In February 2023, the Company entered into amendments to the trust preferred option repurchase agreements described in Note 10, "Derivatives," that would give the Company an additional discount on the total repurchase price of the TruPs if the Company effected a 100% repurchase on or before March 15, 2023.  On March 2, 2023, the Company gave notice to the holders of five of its TruPs that it intended to exercise its options to repurchase 100% of the principal.  On March 22, 2023, the Company completed the repurchases of the five TruPs using available funds from working capital to fund the repurchases. The total amount paid for the five TruPs was $56.5 million, which included a credit for the $2.3 million that the Company previously paid at the time of entering into the trust preferred option repurchase agreements.  As a result, the Company repurchased $75.5 million of TruPs principal and $23.0 million of deferred interest payable.  The Company recognized a gain of $31.6 million, which is included in gain on extinguishment of debt in the unaudited consolidated statement of operations for the nine months ended  September 30, 2023.  At September 30, 2024, the Company has $15.0 million of principal outstanding related to the remaining trust preferred debt instrument.

 

The unaudited consolidated statements of comprehensive loss for the nine months ended  September 30, 2023 includes a reclassification adjustment of $27.2 million from accumulated other comprehensive income to gain on extinguishment of debt related to the instrument-specific credit risk related to the repurchased TruPs.

 

During the third quarter of 2018, the Company gave notice to its Trust Preferred trustees of its intention to exercise its voluntary right to defer interest payments for up to 20 quarters, pursuant to the contractual terms of its outstanding Trust Preferred indentures, which permit interest deferral.
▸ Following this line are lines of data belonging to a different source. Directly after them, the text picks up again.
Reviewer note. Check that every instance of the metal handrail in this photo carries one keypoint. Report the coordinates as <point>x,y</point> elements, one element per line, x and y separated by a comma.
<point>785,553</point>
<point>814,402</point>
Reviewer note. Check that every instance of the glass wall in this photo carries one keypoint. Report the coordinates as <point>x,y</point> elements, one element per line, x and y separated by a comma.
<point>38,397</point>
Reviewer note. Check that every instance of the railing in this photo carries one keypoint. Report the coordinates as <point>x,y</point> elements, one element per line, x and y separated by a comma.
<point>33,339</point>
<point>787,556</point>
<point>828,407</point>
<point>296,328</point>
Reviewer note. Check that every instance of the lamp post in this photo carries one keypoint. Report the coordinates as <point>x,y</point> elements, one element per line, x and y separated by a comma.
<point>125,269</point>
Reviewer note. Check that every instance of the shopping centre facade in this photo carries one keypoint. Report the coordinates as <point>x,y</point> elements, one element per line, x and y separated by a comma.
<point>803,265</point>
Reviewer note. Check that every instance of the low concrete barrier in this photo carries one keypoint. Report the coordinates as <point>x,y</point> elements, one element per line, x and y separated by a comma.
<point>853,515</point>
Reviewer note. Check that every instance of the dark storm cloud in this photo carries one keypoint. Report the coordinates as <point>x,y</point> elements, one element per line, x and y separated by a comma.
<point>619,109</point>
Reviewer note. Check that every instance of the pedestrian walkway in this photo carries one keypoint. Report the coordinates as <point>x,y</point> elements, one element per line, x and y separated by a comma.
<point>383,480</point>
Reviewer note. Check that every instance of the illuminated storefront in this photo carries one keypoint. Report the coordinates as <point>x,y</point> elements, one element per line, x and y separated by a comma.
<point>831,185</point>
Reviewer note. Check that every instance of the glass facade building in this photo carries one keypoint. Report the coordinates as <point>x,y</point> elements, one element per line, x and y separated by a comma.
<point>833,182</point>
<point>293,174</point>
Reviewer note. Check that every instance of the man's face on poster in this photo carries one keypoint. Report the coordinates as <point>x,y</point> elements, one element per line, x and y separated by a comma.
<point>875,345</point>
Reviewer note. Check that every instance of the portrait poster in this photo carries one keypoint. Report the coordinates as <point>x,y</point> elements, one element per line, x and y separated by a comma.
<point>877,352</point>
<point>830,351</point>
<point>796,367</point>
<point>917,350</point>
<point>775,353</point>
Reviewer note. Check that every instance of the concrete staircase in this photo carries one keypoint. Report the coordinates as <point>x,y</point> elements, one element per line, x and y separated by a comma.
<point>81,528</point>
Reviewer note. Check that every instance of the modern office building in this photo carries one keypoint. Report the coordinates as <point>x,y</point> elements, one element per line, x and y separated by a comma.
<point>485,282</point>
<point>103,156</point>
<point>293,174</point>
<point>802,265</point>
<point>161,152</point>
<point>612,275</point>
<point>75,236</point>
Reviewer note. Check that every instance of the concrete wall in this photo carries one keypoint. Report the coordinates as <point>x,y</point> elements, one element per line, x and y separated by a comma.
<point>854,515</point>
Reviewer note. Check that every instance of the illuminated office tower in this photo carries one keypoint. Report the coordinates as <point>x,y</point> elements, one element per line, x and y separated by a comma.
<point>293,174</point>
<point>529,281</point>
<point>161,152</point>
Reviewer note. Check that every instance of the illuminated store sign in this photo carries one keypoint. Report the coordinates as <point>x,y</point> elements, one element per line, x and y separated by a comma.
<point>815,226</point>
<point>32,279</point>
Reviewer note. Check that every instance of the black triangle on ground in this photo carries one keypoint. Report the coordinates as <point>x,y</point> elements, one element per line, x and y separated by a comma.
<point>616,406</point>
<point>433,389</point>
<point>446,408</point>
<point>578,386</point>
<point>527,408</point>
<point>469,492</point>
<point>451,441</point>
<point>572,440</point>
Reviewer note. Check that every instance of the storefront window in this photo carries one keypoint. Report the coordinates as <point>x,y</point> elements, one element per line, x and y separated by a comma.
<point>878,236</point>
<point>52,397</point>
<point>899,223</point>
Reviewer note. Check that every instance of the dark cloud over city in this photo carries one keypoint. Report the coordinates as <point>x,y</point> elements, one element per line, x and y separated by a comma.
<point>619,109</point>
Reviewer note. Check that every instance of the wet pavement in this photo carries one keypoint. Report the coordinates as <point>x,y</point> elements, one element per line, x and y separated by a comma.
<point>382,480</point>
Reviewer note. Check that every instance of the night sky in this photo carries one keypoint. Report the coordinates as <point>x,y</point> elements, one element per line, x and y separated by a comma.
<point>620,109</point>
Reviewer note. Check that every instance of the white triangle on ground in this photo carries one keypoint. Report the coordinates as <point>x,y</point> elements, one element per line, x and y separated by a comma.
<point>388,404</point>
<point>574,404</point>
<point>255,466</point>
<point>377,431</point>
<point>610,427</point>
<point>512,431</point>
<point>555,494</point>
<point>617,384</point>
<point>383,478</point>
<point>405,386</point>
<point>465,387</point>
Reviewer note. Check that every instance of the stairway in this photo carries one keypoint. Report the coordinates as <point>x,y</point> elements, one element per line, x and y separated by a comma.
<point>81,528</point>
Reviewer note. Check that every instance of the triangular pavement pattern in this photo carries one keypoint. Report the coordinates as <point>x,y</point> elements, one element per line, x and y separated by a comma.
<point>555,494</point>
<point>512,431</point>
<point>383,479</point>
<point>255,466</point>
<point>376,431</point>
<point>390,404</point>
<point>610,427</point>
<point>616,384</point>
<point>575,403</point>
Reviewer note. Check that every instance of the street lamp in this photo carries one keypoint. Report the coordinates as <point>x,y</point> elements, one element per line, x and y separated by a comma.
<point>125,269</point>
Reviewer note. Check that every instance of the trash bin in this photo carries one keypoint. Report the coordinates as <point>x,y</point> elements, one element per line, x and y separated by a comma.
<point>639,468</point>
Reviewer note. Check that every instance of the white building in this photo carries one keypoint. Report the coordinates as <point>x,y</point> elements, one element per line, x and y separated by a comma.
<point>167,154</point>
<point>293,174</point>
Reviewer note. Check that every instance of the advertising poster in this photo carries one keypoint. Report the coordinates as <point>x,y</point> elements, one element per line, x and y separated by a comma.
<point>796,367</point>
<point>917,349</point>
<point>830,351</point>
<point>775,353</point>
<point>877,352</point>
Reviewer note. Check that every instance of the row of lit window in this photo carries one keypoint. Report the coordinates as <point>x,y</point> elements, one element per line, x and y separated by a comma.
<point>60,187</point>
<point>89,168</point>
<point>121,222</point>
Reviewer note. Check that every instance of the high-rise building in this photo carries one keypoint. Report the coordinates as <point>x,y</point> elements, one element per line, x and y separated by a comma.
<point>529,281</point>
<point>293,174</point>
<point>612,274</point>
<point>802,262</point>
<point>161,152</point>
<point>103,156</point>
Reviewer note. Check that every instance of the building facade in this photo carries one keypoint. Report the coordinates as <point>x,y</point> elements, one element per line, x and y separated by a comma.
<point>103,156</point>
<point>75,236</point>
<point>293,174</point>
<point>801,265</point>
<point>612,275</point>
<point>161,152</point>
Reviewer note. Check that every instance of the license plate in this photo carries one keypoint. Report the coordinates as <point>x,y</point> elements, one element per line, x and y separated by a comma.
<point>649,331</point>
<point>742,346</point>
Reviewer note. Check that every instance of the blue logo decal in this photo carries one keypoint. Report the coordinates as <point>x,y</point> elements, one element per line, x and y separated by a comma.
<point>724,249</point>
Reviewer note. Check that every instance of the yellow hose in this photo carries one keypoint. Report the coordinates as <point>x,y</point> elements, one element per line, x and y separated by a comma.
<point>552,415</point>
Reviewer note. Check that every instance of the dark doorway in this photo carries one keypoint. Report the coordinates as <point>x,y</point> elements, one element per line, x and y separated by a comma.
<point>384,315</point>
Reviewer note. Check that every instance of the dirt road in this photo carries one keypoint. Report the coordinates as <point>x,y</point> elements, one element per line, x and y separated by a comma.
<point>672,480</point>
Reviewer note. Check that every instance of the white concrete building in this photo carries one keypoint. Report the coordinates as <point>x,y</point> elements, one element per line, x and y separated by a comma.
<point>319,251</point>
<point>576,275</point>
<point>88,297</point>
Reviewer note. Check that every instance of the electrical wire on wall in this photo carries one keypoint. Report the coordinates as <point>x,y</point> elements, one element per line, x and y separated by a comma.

This action did not constitute a default under the Company's Trust Preferred indentures or any of its other debt indentures. In order to execute the TruPs repurchases described above, on March 13, 2023, the Company paid $5.0 million to the remaining Trust Preferred trustee to be used by the trustee to pay the interest which the Company had been deferring since the third quarter of 2018.  

 

The agreement governing the remaining subordinated debt contains a number of covenants that, among other things, restrict the Company’s ability to incur additional indebtedness, make dividends and distributions, and make certain payments in respect of the Company’s outstanding securities.